Vous dire ses joues, c'est évoquer l'acajou des crédences de style.
Vous dire... J'aurais tout tant dit et tant tout donné. Et je n'ai rien donné et rien dit. Piqué. Epinglé. Comme l'abeille. J'ai fait celui qui n'a rien senti. Elle a pris ma main -le lieu pouvait le permettre, madame- et m'a regardé avec tant de tendresse... C'était son apostolat d'infirmière : si bobo, alors câlin mimi. Mais pas plus. Instant si pur. Ô que ce fut beau ! Ô que ce fut bon ! Ô que ce fut doux ! Ce visage, madame, jamais, jamais je ne pourrais l'oublier. Je me souviens encore de son nom et de son prénom qui étaient écrits sur son corsage. J'avais quinze ans ; elle devait en avoir une fois autant. Elle m'a marqué pour la vie entière. Et son ombre éclaire le blason de roi de ma joie altière.
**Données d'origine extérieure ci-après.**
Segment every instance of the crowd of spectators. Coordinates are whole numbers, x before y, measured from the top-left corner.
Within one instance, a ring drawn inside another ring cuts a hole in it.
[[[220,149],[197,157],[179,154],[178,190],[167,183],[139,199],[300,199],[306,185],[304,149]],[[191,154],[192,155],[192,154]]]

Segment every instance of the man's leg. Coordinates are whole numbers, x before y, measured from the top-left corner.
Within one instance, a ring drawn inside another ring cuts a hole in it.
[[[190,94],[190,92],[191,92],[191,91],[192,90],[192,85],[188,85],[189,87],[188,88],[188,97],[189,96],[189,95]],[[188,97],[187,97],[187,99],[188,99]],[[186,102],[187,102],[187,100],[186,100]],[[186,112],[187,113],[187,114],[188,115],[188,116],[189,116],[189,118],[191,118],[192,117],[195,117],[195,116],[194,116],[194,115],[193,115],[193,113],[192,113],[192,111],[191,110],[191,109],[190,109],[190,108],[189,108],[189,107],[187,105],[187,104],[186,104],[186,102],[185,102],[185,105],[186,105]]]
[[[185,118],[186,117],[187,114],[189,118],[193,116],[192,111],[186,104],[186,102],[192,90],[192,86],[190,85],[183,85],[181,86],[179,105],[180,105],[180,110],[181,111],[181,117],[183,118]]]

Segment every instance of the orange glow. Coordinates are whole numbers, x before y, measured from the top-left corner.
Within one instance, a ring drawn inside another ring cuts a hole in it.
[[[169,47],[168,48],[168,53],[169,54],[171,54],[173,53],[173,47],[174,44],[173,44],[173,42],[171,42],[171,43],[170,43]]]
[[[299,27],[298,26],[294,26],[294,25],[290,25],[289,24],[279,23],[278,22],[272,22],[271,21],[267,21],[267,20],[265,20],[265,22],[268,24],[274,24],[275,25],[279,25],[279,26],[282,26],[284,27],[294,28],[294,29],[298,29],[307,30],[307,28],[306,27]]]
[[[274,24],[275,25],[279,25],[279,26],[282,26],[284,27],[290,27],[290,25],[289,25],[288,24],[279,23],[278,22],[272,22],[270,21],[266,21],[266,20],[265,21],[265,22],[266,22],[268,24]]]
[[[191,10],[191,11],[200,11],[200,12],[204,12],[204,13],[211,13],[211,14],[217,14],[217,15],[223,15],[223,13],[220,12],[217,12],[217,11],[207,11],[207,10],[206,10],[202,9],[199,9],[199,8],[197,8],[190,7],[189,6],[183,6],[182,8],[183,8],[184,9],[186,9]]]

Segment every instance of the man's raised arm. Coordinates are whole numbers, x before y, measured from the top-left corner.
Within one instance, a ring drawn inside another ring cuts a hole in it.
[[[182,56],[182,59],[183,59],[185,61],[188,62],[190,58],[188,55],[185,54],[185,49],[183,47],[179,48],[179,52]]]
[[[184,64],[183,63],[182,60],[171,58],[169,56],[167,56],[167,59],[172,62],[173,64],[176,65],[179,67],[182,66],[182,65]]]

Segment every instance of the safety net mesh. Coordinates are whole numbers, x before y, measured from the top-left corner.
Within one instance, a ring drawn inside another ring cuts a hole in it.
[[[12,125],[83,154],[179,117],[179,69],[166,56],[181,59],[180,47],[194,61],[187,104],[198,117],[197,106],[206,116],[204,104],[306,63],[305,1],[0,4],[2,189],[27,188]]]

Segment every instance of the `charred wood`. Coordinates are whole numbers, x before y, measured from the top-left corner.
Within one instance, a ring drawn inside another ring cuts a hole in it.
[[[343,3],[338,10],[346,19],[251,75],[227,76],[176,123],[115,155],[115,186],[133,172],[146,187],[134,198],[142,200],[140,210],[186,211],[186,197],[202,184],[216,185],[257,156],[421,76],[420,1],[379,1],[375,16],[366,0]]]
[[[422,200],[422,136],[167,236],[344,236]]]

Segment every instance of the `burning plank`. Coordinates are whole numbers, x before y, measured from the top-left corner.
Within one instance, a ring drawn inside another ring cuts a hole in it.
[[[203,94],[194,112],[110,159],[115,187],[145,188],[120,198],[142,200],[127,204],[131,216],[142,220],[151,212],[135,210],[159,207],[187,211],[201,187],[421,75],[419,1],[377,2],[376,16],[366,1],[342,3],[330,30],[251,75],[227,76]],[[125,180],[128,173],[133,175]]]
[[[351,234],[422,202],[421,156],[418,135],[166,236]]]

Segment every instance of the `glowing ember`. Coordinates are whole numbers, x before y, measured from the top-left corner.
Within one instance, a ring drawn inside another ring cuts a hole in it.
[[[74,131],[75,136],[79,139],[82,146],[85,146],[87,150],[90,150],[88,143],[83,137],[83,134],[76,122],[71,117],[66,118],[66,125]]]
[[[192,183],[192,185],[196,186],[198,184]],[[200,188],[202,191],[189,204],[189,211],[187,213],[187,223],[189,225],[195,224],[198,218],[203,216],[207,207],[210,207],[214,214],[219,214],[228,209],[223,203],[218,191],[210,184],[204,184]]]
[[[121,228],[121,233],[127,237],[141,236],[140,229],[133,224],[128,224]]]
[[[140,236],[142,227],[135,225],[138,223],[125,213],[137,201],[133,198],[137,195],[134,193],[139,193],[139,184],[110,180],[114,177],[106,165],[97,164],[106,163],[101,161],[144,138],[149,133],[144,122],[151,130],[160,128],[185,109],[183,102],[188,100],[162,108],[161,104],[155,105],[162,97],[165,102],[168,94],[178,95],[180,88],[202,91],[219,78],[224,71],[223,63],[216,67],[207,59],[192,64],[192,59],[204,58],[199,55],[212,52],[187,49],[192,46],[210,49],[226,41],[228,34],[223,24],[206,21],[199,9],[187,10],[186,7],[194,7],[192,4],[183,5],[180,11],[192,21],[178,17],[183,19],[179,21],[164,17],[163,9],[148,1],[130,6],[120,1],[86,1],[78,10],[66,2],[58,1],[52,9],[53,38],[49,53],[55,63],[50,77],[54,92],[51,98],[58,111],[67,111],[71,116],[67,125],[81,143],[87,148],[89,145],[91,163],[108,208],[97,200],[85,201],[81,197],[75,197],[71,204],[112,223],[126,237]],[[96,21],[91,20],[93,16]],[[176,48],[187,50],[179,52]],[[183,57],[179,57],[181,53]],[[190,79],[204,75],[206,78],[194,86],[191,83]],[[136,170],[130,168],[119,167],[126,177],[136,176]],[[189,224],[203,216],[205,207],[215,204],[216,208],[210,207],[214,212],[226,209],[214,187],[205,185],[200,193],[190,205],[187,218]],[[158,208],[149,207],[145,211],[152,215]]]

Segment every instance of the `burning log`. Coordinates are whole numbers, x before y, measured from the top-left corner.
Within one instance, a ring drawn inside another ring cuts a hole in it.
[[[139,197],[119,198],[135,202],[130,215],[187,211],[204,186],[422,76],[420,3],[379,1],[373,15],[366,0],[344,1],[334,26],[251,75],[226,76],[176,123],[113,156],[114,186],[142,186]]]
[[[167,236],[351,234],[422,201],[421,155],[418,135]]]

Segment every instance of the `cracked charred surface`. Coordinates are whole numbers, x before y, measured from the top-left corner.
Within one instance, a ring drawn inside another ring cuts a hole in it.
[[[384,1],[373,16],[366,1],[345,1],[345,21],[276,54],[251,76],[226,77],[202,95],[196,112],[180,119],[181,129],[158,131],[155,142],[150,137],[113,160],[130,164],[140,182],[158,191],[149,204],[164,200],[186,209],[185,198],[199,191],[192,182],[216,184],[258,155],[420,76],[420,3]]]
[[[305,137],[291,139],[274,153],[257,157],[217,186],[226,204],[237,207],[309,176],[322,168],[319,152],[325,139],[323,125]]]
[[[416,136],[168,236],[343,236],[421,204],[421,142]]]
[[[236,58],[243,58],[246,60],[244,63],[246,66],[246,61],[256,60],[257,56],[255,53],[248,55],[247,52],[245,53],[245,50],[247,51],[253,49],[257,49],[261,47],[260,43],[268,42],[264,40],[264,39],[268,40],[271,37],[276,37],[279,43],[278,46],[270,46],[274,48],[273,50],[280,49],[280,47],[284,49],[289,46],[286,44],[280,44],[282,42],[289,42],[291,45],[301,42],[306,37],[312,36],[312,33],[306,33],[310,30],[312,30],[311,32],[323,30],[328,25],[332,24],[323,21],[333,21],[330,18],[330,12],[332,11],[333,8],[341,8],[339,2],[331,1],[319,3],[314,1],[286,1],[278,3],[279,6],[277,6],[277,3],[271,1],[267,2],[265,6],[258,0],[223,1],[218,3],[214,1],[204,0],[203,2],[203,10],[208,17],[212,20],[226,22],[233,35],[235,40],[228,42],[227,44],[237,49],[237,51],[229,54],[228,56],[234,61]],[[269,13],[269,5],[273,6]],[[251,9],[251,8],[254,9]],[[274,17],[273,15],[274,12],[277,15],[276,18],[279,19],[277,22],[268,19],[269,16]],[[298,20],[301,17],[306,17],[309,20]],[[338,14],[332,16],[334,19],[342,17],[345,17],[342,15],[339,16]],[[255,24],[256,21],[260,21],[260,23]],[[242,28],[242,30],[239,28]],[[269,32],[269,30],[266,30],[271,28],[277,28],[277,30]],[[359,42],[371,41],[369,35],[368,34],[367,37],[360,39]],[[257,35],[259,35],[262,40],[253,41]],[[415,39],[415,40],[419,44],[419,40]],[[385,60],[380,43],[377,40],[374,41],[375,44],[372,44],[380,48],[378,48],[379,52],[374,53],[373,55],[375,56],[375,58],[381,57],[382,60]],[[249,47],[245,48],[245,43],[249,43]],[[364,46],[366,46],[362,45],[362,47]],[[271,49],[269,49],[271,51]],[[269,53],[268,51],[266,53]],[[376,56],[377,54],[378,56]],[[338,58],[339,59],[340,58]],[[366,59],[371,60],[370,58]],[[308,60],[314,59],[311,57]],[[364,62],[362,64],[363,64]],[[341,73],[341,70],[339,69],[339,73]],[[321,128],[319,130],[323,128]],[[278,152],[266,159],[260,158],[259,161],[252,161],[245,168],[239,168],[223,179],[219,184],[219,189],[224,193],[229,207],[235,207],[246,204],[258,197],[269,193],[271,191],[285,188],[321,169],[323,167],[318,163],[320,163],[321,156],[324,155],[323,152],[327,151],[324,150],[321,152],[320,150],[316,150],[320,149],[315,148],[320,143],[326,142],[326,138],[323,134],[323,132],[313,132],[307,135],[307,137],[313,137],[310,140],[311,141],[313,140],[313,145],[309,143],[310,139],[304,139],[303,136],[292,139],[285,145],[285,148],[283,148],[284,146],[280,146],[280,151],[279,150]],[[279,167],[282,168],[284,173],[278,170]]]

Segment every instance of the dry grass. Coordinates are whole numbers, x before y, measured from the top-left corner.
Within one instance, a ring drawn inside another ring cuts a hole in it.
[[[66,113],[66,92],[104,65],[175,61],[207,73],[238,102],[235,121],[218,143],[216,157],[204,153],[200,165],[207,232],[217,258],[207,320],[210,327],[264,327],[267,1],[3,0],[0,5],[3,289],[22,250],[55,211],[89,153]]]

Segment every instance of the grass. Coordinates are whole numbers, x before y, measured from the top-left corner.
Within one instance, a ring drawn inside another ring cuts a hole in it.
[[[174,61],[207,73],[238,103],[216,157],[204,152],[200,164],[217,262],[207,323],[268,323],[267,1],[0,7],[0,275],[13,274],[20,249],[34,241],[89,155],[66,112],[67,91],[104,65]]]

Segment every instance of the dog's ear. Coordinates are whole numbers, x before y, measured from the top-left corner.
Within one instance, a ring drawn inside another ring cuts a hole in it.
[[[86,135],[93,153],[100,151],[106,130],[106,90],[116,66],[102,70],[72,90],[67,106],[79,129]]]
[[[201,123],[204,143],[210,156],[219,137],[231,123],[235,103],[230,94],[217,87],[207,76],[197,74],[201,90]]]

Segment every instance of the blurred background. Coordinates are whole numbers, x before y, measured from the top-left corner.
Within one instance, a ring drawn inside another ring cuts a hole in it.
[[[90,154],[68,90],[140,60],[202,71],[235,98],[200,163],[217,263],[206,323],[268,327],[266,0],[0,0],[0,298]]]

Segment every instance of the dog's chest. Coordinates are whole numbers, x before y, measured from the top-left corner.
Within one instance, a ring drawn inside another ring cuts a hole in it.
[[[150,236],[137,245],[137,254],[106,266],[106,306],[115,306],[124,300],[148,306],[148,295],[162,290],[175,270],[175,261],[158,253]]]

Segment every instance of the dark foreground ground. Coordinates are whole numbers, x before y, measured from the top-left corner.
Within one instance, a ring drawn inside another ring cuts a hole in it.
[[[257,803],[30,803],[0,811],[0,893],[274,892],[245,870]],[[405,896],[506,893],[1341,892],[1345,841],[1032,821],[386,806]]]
Elle fut la première, la page de garde d'un barde austère. Elle a imprimé tout au fond de moi ces images... "critérisées"... ces canons de beauté qu'on recherche toujours, par la suite, à retrouver... Sont restés toujours ou trop muets ou trop tonitruants, ces canons... Dans la famille "peut mieux faire", je demande la main de la fille. Voilà pourquoi, madame, je suis devenu un amoureux silencieux. Voilà pourquoi, madame, on ne fait pas toujours ce que l'on veut. Vous n'avez pas soif ?

L'infirmière :
(Emue.) Si, un peu maintenant. Je ne sais ce qui assèche mes lèvres. Je boirais bien un verre.

Le bleu :
Je vais vous chercher à boire. Le contenu d'un verre. Là, à la fontaine. L'eau y est fraîche et potable. Je reviens de suite.

(Il s'en va.

Un temps.

Retour sur le plateau du pêcheur de pilchards.)

(A suivre.)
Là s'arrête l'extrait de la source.